Rational design of TiO2–V2O5–C nanostructure grafted by N-doped graphene with enhanced photocatalysis and lithium ion store performances

Abstract

Highly ordered mesoporous crystalline C–TiO₂–V₂O₅ core–shell microspheres encapsulated by porous carbon further embedded in N-doped graphene network (GN–TV–C) nanostructures were fabricated by a simple combination of hydrothermal-calculation method. Such material exhibits a highly efficient photocatalytic activity for water splitting, as well as a high specific capacity and exceptional cycle ability in LIBs. The extrusive features of such material include the assembly of components in a manner that enables an effective integration between the constituents and the ability to modify the electronic properties of GN–TV–C. The positive synergistic incorporation between TiO₂ and V₂O₅, the high electrical conductivity, and the three-dimensional hierarchically mesoporous nanostructure of these composites result into a highly active photocatalytic ability, showing patterns of increased light harvesting ability and promoted exciton dissociation, and excellent electrochemical performance in terms of a high rate capability and stable cycling.

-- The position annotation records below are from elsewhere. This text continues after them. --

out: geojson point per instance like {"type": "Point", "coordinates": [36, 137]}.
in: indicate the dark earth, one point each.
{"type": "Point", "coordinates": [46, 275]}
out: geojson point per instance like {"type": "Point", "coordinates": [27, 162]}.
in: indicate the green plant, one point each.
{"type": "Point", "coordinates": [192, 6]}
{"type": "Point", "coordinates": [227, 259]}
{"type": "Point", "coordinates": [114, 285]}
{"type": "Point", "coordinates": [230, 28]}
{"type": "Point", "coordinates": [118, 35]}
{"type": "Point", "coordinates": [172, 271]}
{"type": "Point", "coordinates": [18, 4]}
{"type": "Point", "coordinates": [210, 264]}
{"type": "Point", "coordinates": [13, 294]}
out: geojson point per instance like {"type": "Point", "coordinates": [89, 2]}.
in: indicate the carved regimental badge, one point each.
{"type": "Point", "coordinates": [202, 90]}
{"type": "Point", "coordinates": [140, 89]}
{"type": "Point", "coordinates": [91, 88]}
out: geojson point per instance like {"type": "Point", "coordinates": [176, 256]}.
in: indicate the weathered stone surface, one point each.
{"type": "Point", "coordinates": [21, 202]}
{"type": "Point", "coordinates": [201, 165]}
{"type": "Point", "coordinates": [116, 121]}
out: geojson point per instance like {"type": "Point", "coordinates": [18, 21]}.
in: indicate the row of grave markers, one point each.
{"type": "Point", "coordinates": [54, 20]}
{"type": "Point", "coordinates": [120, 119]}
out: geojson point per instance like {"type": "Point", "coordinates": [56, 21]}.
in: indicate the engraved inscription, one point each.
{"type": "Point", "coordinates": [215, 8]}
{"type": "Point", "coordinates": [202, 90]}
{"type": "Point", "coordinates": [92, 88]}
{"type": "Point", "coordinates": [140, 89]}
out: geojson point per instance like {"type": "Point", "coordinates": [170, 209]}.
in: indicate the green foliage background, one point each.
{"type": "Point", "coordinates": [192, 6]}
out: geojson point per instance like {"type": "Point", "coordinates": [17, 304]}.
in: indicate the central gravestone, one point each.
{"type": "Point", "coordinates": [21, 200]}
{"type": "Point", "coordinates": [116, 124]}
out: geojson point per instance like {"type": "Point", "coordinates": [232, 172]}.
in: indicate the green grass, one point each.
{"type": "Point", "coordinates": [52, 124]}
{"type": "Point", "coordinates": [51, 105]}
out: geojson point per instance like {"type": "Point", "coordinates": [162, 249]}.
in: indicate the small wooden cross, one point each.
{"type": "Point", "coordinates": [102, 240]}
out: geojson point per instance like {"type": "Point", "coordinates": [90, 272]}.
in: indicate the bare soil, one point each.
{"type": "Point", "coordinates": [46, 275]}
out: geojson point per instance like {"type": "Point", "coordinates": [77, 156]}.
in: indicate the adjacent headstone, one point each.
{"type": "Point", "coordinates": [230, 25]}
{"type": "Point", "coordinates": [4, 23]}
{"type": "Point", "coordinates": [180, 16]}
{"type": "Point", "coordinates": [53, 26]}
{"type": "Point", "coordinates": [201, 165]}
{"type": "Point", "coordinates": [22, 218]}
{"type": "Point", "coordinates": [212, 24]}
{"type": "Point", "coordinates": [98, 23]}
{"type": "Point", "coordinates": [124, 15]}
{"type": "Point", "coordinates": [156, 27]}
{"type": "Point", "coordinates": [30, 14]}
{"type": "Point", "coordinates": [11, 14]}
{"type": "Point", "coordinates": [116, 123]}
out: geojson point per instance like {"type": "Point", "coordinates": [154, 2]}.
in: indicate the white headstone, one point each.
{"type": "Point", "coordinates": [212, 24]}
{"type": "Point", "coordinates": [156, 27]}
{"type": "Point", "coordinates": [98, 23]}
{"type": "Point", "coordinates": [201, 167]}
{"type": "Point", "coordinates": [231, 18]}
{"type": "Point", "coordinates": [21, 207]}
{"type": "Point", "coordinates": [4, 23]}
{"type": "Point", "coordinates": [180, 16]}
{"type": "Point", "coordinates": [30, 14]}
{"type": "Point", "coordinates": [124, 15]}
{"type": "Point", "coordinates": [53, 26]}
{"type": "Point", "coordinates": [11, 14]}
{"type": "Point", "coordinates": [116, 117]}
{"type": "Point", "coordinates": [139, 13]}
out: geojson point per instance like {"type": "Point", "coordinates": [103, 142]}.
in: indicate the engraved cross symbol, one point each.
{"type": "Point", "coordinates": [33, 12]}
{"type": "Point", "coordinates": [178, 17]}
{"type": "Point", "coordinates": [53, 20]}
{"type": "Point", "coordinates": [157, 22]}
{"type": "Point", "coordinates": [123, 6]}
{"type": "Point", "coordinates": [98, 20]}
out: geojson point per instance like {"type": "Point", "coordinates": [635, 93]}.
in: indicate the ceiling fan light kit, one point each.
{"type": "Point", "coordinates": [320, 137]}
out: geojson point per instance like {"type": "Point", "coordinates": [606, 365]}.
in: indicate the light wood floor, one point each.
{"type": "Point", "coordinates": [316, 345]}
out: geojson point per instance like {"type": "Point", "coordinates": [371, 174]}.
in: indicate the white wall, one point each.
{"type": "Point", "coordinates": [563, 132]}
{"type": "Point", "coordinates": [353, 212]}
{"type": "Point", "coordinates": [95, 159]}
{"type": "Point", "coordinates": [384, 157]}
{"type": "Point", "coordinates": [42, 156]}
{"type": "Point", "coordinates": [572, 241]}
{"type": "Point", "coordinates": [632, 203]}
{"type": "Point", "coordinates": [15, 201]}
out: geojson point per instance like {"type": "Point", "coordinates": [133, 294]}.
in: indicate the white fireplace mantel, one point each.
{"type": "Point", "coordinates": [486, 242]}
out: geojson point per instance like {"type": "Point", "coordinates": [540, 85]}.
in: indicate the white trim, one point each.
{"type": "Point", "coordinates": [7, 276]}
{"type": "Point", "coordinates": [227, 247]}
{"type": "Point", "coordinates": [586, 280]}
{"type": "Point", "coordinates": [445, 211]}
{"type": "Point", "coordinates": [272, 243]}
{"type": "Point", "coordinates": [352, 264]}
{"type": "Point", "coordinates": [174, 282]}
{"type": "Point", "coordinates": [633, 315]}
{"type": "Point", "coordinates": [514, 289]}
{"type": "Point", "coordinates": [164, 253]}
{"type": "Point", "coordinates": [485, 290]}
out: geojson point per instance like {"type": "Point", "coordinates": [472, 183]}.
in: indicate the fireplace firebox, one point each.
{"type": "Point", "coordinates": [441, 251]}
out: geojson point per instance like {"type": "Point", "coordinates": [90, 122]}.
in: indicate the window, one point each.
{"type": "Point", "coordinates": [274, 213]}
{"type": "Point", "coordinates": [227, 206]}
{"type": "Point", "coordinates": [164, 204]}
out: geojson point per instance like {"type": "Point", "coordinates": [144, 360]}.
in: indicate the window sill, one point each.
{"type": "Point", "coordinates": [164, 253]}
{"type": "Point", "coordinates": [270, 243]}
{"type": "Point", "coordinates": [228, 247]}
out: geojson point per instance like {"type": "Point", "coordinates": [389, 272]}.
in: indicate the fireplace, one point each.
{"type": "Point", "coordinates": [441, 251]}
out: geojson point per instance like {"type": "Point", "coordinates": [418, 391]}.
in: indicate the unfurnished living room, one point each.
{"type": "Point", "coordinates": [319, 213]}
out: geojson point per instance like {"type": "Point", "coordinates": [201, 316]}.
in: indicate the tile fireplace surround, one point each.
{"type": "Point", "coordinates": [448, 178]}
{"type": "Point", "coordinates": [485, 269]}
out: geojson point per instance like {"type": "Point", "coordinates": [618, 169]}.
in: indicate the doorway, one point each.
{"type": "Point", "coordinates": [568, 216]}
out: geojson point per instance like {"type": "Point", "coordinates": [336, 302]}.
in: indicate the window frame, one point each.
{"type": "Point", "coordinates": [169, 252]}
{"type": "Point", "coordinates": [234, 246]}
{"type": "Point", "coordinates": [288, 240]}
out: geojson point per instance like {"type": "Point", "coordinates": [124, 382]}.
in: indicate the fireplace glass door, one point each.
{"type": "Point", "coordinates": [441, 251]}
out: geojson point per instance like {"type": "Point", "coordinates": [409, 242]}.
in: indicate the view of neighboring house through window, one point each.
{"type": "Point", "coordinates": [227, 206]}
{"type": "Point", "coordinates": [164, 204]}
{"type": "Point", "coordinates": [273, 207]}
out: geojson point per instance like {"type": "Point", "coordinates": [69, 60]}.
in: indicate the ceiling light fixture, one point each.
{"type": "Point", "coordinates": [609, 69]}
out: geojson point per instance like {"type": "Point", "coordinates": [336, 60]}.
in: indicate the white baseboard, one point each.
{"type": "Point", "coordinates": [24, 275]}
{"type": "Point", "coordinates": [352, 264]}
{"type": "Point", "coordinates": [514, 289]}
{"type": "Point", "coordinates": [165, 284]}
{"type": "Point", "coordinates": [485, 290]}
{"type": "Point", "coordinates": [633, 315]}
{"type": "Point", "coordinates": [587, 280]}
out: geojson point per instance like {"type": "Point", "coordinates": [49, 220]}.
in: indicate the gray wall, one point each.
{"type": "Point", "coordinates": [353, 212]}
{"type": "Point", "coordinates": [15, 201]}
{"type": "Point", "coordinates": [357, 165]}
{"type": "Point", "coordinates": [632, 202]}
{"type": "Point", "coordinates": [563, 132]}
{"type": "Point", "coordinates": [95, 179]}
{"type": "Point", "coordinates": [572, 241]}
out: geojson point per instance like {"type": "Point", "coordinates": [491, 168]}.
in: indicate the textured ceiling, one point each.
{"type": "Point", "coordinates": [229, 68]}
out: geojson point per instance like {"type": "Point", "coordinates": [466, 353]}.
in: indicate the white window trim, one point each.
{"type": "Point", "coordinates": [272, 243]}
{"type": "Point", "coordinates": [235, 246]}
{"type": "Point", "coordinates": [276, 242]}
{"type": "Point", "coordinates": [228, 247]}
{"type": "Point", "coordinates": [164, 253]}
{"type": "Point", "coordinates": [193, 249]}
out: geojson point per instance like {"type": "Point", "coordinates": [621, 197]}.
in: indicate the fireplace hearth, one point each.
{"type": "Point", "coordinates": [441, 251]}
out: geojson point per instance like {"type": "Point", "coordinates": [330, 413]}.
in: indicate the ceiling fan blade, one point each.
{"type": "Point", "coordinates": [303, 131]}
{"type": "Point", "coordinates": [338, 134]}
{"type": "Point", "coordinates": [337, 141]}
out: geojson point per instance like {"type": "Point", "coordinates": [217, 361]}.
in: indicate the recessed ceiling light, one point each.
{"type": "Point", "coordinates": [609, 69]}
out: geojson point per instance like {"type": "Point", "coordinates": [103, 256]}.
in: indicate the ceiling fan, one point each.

Profiting from the dual insurance of the flexible carbon layer derived from glucose and elastic GN walls with superior specific surface areas, a significant enhancement in the electron transfer and electronic diffusion channels, and a highly enhanced structural stability of the TiO₂-based electrode material were simultaneously obtained. In addition, the synergistic function among TiO₂, V₂O₅ and GN involving the optimized energy gap, the compromised particle assembly and surface defects, as well as their distinctive core–shell nanostructures were extensively studied. The carbon shell serves as a blocking layer that retards the interfacial recombination during photocatalysis, thereby protecting the active materials from pulverization during the superior cycles in the energy store. The current study may provide us an alternative approach for improving the performances of TiO₂ nanocrystals used in energy storage and photocatalysis applications.